As the horsemeat scandal continues to rage through Europe, policymakers and industry are starting to reflect on what caused the crisis, and how it can be avoided in the future. In a recent meeting held in Brussels, EU health and consumer policy commissioner Tonio Borg told members of the European Parliament’s health and food safety committee that it was a lack of proper controls and dissuasive sanctions on fraud in European Union (EU) countries that had caused the scandal.
Legislation not the problem
‘This isn’t a question of legislation – the legislation is in place and is good legislation,’ he stated. ‘It requires labelling of ingredients in each and every food product containing meat. It’s a problem of enforcement.’
Concurring, Jean-Luc Mériaux, secretary general of European Livestock and Meat Trading Union (UECBV), said: ‘The fraud is the act of a very small minority of operators and involved a tiny percentage of the EU meat and meat products production.’ Both emphasised that the current legislation shouldn’t be questioned because of the fraud.
According to EU rules, member states are responsible for implementing the so-called farm-to-fork food safety legislation. ‘The frontline of the enforcement has to remain in the hands of the member states,’ Borg noted, adding that the European Commission doesn’t have the legal and administrative capacity to enforce laws directly.
The European Commission, which monitors the number of random checks national veterinary authorities perform in slaughterhouses and food companies, will release data on this topic in mid-April. However, according to Irish MEP Mairead MacGuinness, the random nature of inspections is one of the underlying causes of the current scandal.

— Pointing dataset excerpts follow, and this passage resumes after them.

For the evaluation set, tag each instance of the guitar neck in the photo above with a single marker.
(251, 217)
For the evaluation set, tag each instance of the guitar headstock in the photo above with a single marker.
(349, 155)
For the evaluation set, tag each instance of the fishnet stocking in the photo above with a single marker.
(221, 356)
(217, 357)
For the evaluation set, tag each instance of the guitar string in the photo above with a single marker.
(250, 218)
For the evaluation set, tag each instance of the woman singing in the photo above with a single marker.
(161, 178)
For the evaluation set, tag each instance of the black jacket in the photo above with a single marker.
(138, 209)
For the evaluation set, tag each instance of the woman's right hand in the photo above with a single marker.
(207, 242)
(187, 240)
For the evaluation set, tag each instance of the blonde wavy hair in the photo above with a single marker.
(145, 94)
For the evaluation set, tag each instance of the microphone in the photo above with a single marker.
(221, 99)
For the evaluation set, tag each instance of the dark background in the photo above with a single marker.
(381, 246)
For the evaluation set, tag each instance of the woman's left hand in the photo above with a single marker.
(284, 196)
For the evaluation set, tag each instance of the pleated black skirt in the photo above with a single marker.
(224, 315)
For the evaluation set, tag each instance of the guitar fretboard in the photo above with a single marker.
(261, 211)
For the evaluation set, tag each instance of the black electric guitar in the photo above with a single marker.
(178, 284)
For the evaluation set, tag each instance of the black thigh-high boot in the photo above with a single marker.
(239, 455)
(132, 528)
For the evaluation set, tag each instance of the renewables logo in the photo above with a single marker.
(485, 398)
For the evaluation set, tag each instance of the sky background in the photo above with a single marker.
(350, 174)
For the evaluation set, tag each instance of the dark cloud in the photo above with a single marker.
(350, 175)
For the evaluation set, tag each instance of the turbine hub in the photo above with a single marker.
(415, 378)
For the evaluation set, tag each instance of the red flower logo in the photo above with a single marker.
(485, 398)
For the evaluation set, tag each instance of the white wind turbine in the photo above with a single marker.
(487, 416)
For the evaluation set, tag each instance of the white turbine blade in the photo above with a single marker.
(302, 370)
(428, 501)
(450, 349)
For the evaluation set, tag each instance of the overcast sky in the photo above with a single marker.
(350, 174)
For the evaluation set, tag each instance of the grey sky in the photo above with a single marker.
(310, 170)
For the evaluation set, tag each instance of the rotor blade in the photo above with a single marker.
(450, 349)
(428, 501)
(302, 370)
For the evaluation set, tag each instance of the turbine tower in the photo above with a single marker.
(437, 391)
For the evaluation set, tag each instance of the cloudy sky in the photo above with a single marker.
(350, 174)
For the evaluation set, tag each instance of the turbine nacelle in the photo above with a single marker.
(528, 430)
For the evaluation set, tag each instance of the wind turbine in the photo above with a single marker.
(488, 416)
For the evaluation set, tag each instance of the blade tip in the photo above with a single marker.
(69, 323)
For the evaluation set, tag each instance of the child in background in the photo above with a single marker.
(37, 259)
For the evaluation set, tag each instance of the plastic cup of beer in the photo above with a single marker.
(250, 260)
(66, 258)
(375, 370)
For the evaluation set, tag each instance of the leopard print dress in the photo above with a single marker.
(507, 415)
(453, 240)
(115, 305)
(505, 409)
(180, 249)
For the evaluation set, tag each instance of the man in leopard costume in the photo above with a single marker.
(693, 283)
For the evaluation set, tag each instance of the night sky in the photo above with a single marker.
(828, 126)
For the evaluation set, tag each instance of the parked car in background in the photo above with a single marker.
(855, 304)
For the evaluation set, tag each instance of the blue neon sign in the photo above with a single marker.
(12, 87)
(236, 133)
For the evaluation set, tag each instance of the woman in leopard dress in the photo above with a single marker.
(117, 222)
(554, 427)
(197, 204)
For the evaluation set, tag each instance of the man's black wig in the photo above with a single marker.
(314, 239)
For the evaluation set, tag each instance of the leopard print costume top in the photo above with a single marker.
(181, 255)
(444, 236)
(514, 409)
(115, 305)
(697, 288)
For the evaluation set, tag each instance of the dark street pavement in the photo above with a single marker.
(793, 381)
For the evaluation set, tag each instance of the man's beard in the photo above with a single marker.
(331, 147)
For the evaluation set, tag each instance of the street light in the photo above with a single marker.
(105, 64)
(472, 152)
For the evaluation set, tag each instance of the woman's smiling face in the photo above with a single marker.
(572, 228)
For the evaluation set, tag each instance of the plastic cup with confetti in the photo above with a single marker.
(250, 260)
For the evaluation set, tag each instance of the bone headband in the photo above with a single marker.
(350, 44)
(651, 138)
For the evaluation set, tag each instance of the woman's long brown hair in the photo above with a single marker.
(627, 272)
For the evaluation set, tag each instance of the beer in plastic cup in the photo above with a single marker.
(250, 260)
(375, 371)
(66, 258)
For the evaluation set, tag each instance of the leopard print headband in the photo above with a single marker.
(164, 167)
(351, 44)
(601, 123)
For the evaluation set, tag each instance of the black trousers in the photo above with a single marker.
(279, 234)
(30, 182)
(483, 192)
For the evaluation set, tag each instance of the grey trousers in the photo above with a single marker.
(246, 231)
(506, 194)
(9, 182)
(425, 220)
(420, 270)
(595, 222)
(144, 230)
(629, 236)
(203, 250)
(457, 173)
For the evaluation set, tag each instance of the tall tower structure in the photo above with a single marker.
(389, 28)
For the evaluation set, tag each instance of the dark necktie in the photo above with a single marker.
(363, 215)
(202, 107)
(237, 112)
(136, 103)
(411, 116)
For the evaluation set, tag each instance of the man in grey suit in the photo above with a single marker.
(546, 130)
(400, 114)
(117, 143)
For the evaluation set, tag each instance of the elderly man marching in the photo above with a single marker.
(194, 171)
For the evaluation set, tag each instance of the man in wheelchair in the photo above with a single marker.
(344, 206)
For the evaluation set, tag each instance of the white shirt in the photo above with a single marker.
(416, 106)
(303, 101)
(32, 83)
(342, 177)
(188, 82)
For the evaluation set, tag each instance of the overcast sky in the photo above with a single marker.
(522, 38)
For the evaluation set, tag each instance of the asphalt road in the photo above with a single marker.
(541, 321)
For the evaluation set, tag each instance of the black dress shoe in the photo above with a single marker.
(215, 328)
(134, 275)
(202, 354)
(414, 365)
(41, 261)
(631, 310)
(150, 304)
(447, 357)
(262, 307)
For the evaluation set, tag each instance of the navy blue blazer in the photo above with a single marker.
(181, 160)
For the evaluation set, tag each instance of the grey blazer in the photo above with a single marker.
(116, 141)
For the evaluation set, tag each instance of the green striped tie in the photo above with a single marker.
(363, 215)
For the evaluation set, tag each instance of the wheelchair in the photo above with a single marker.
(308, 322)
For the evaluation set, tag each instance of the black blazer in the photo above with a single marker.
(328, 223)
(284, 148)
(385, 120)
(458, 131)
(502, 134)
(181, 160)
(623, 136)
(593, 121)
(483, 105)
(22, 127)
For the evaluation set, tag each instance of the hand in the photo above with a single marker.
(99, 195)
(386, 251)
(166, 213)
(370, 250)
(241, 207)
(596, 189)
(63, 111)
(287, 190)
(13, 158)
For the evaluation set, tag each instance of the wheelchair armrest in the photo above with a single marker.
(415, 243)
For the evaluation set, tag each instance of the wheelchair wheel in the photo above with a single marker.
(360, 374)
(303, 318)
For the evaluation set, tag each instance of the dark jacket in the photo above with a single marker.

This, coupled with a lack of hard sanctions for those committing fraud in the food chain, helped to create an atmosphere of laxity where the mislabelling of horsemeat was able to take place.
‘It’s almost risk-free to do wrong today,’ Swedish Green MEP Carl Schlyter told a parliamentary debate earlier in February. ‘We have the problem of [a] food authority seeing [the food] industry as partners and friends and not taking the role of the responsible parents: when a company does wrong, you should have a fine or a prison penalty.’
Dissuasive sanctions against food fraud
According to European Commission’s health and consumer policy spokesperson Frédéric Vincent, at the moment Brussels does not have an overview of sanctions applied in EU countries for mislabelling of food and meat products, but this could change. Borg is preparing a proposal asking member states to introduce dissuasive sanctions against food fraud that are at least equal to the resulting economic gain. ‘This would be better than imprisonment, although we shouldn’t even exclude imprisonment itself,’ he added.
Mériaux said that there’s a good lesson to be drawn from this scandal in that food business operators will strengthen their audit system. ‘As far as I know, neither the farmers, nor the slaughterhouses or the deboning halls industries are involved in the fraud,’ he said.
Improve rather than introduce food safety tests
EU lawmakers aren’t the only players drawing lessons from this crisis. Retailers, who had to withdraw the mislabelled food products from their shelves, have pledged to review the management of their supply chains and traceability, according to Marina Valverde López, food and nutrition adviser at EuroCommerce in Brussels. For many, this will mean improving rather than introducing food safety tests.
‘We change testing regimes regularly, based on intelligence from both the food industry and national food safety authorities to prevent contamination, but there was no indication that horsemeat was an issue,’ she stated.
‘These incidents aren’t tantamount to a systemic breakdown of the meat supply chain,’ stressed Dirk Dobbelaere, secretary general of the Liaison Centre for the Meat Processing Industry in the EU (CLITRAVI). However, he believed this incident should make food businesses review their raw material and ingredients’ sourcing policies and, in some cases, even shorten their supply chains. He agreed testing was a good idea, but not used extensively and on a long-term basis. ‘Very extensive testing on a prolonged basis isn’t sustainable, due to cost and the constraints of testing equipment and laboratory facilities,’ he added.